Светлана Ростовцева – Ведьма (страница 7)
Вечером его согнуло так, что спина скрипнула. Зубы защёлкнулись, как капкан. Губы побелели, глаза выкатились, взгляд пустой, в потолок. Ни вдоха, ни выдоха. Ноги как струны, пальцы в корче, пятки тонут в соломе. Вся изба замерла. И в этой тишине слышно, как печь дышит и как у Тура скрипит зуб. Игнат дернулся ещё раз – коротко, как щука хвостом, и лёг. Совсем.
Женщины завыли, засуетились, кто-то метнулся за свечой. А Тур сидел и глядел, как на железо. Степан вошёл, кивнул раз. Сказал негромко, будто итог подытожил:
– Отмучился.
И никто не спорил. Знали только: от такой раны, где мёртвое мясо и грязь, часто бывает эта злая теснота тела, что сводит дугой, а умирают чаще всего от того, что горло и грудь хватает, и дыхания не остаётся. И чем раньше её ведёт после раны, тем яростнее бьёт и скорее косит.

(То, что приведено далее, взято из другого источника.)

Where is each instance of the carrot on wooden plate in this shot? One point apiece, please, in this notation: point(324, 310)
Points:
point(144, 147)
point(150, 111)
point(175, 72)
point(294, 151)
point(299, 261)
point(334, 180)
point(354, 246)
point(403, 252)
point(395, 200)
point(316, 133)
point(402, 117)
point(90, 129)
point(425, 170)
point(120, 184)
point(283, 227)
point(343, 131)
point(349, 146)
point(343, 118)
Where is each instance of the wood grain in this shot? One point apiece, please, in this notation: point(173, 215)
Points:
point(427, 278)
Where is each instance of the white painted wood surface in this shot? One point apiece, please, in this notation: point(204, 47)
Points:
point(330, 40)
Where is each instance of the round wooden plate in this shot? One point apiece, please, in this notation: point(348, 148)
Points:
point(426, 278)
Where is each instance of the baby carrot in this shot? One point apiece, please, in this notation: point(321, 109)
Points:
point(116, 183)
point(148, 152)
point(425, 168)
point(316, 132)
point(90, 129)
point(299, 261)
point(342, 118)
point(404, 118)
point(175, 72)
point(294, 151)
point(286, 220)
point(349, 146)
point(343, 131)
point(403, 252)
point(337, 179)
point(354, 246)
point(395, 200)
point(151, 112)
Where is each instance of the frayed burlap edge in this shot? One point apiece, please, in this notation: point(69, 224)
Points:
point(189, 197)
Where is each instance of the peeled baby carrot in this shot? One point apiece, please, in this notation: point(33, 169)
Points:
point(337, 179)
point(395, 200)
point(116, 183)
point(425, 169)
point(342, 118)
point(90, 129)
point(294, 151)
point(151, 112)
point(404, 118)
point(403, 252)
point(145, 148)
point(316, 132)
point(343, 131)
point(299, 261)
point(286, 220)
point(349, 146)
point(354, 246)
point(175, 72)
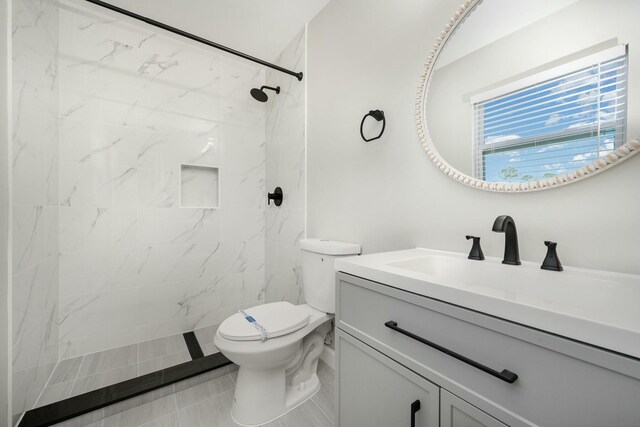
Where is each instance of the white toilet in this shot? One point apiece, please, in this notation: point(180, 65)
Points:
point(277, 345)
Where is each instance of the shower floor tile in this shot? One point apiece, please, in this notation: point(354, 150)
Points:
point(93, 371)
point(205, 400)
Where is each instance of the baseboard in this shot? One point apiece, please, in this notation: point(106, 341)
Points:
point(328, 356)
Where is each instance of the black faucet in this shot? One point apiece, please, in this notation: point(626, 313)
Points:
point(476, 250)
point(505, 224)
point(551, 261)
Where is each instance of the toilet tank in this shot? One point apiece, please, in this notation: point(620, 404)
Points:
point(318, 275)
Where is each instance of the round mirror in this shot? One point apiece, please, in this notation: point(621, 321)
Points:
point(524, 95)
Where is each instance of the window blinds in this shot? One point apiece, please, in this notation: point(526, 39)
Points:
point(553, 122)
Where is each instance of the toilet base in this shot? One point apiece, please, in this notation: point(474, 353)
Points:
point(262, 395)
point(294, 397)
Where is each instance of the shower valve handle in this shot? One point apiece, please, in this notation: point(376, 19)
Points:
point(276, 196)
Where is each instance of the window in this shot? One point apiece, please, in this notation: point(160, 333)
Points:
point(552, 122)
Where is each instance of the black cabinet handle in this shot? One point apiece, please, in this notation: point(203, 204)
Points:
point(415, 407)
point(504, 375)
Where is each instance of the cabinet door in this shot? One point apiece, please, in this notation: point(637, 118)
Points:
point(455, 412)
point(375, 391)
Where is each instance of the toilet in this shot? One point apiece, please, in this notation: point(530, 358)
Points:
point(277, 345)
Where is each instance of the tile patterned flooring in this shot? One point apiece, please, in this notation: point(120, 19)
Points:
point(93, 371)
point(206, 401)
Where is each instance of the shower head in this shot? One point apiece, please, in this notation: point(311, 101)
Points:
point(259, 94)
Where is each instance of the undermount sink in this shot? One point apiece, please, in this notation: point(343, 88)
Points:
point(597, 307)
point(526, 283)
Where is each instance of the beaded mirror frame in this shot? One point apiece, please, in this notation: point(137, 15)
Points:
point(620, 154)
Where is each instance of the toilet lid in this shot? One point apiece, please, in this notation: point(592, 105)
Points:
point(278, 319)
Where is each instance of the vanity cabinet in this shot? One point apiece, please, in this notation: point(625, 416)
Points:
point(470, 357)
point(375, 391)
point(455, 412)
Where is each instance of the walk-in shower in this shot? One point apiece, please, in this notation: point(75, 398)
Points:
point(116, 123)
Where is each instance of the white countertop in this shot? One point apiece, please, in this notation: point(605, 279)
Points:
point(597, 307)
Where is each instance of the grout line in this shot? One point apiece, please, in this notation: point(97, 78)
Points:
point(175, 402)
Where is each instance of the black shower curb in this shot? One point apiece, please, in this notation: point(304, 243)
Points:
point(84, 403)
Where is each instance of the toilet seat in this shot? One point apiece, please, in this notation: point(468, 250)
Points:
point(278, 319)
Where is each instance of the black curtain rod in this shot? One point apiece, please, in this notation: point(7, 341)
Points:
point(194, 37)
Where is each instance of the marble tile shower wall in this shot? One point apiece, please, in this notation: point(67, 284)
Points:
point(35, 199)
point(286, 168)
point(134, 106)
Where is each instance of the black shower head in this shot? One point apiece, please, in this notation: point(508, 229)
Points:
point(259, 94)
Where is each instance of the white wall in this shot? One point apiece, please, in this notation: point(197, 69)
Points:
point(34, 199)
point(285, 160)
point(365, 54)
point(5, 202)
point(136, 104)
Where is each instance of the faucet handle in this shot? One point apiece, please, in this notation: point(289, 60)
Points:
point(551, 261)
point(476, 250)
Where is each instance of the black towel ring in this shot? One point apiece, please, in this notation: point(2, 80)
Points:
point(378, 115)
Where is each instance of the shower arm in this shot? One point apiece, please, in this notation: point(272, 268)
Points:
point(193, 37)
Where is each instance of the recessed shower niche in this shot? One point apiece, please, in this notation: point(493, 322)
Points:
point(199, 186)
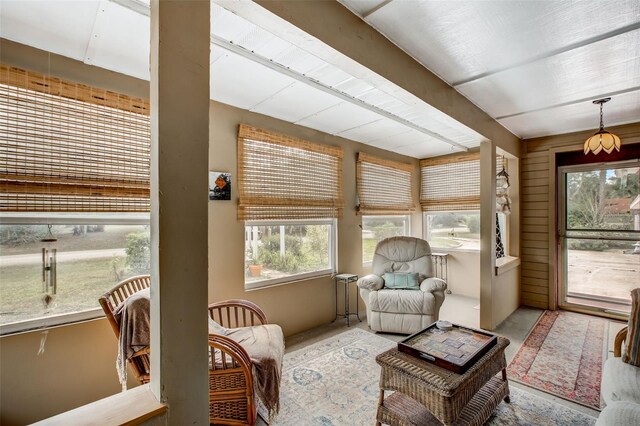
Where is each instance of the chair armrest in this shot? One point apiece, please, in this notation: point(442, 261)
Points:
point(617, 343)
point(433, 284)
point(371, 282)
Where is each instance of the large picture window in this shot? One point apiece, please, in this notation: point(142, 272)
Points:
point(290, 193)
point(76, 158)
point(280, 252)
point(88, 259)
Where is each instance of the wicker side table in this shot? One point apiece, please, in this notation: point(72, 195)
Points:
point(426, 394)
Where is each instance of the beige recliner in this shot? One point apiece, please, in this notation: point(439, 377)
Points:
point(403, 311)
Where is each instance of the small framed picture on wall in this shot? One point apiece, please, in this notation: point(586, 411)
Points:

Похоронили Игната быстро, даже с облегчением: тяжело уж больно он уходил, и каждый в деревне за эти дни вымотался его стонами, судорогами и тем страшным оскалом, в котором не осталось человека. Когда заколотили крышку, все вздохнули, перекрестились – и больше думать не хотели. Земля промёрзла до камня, долбили её ломами, кувалдами, руки деревенские ледели, у многих кожа с ладоней сошла – но в конце-то концов всё сделали, завалили яму, прикрыли еловыми ветками. Ночь спустилась тяжёлым снежным саваном, и будто всё успокоилось.
Но утром…
Кто первым увидел – не помнили. Говорили: то ли бабы, то ли мальчишки забежали наперегонки. Но все помнили крик, тонкий, рвущий, и потом – толпа.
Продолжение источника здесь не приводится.